Their benchmarks are interesting. They are comparing to DeepSeek-V3's (non-reasoning) December and DeepSeek-R1's January releases. I feel that comparing to DeepSeek-R1-0528 would be more fair.
For example, R1 scores 79.8 on AIME 2024, R1-0528 performs 91.4.
R1 scores 70 on AIME 2025, R1-0528 scores 87.5. R1-0528 does similarly better for GPQA Diamond, LiveCodeBench, and Aider (about 10-15 points higher).
https://huggingface.co/deepseek-ai/DeepSeek-R1-0528
- derefr - 5 days ago
  
  I presume that "outdated upon release" benchmarks like these happen because the benchmark and the models in it were chosen first, before the model was created; and the model's development progress was measured using the benchmark. It then doesn't occur to anyone that the benchmark the engineers had been relying upon isn't also a good/useful benchmark for marketing upon release. From the inside view, it's just a benchmark, already there, already achieving impressive results, a whole-company internal target to hit for months — so why not publish it?

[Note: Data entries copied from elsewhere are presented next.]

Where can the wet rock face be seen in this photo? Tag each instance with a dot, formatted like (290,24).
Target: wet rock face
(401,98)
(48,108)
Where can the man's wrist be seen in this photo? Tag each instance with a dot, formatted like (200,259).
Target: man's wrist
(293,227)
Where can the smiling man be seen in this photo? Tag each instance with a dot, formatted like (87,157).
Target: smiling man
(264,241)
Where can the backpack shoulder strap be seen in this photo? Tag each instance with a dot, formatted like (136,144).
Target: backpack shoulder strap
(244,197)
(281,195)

- semi-extrinsic - 6 days ago
  
  Would also be interesting to compare with R1-0528-Qwen3-8B (chain-of-thought distilled from Deepseek-R1-0528 and post-trained into Qwen3-8B). It scores 86 and 76 on AIME 2024 and 2025 respectively.
  Currently running the 6-bit XL quant on a single old RTX 2080 Ti and I'm quite impressed TBH. Simply wild for a sub-8GB download.

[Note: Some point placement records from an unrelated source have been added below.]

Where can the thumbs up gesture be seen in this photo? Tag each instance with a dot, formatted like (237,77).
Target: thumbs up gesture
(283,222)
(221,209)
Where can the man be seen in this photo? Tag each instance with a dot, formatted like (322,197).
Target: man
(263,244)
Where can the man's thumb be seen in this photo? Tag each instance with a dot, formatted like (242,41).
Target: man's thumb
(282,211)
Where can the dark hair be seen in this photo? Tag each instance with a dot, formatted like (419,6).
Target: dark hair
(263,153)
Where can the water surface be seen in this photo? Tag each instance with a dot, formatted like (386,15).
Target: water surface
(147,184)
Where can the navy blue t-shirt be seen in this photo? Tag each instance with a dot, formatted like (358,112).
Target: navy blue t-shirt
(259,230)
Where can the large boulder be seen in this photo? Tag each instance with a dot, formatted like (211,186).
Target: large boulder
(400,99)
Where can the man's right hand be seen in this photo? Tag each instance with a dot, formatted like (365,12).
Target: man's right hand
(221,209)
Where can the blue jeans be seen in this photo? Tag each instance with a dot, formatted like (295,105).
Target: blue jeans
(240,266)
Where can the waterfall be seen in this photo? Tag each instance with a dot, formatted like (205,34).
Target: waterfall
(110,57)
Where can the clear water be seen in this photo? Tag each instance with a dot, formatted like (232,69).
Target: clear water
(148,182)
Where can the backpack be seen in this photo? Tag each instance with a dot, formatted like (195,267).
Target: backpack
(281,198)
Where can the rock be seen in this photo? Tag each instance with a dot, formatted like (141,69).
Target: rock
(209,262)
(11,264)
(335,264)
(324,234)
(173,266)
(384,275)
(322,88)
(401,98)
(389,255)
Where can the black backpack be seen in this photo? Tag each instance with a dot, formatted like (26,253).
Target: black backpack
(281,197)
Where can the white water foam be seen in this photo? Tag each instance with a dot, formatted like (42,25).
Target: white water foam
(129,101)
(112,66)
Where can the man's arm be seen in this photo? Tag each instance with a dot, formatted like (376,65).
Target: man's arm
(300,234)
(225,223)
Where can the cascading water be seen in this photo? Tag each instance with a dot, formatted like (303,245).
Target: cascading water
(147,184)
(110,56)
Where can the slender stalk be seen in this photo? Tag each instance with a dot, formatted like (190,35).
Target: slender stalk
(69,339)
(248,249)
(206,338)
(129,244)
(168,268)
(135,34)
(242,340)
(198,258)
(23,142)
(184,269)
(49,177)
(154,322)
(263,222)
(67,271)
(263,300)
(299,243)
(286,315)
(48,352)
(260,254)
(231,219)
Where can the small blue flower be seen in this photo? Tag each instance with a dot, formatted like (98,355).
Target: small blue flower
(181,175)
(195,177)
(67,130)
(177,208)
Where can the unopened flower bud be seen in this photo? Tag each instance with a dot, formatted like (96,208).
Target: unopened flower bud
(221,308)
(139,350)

  - saratogacx - 6 days ago
    
    I have the same card on my machine at home, what is your config to run the model?
    
    semi-extrinsic - 6 days ago
    
    Downloaded the gguf file by unsloth, ran llama-cli from llama.cpp with that file as an argument.
    IIUC, nowadays there is a jinja templated metadata-struct inside the gguf file itself. This contains the chat template and other config.

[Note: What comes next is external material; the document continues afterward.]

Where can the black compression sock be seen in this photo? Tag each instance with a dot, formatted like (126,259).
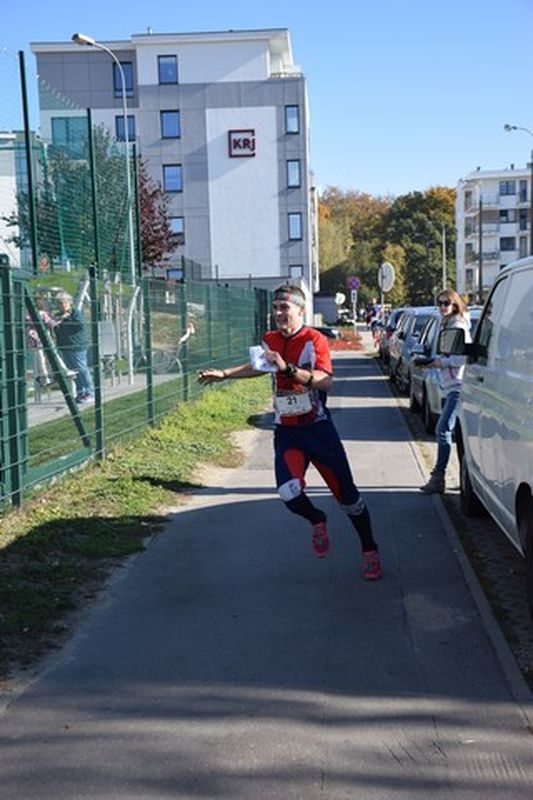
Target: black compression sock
(363,526)
(302,506)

  - danielhanchen - 6 days ago
    
    I'm surprised it does very well as well - that's pretty cool to see!
danielhanchen - 7 days ago

Their paper https://mistral.ai/static/research/magistral.pdf is also cool! They edited GRPO via:
1. Removed KL Divergence
2. Normalize by total length (Dr. GRPO style)
3. Minibatch normalization for advantages
4. Relaxing trust region
- gyrovagueGeist - 7 days ago
  
  Does anyone know why they added minibatch advantage normalization (or when it can be useful)?
  The paper they cite "What matters in on-policy RL" claims it does not lead to much difference on their suite of test problems, and (mean-of-minibatch)-normalization doesn't seem theoretically motivated for convergence to the optimal policy?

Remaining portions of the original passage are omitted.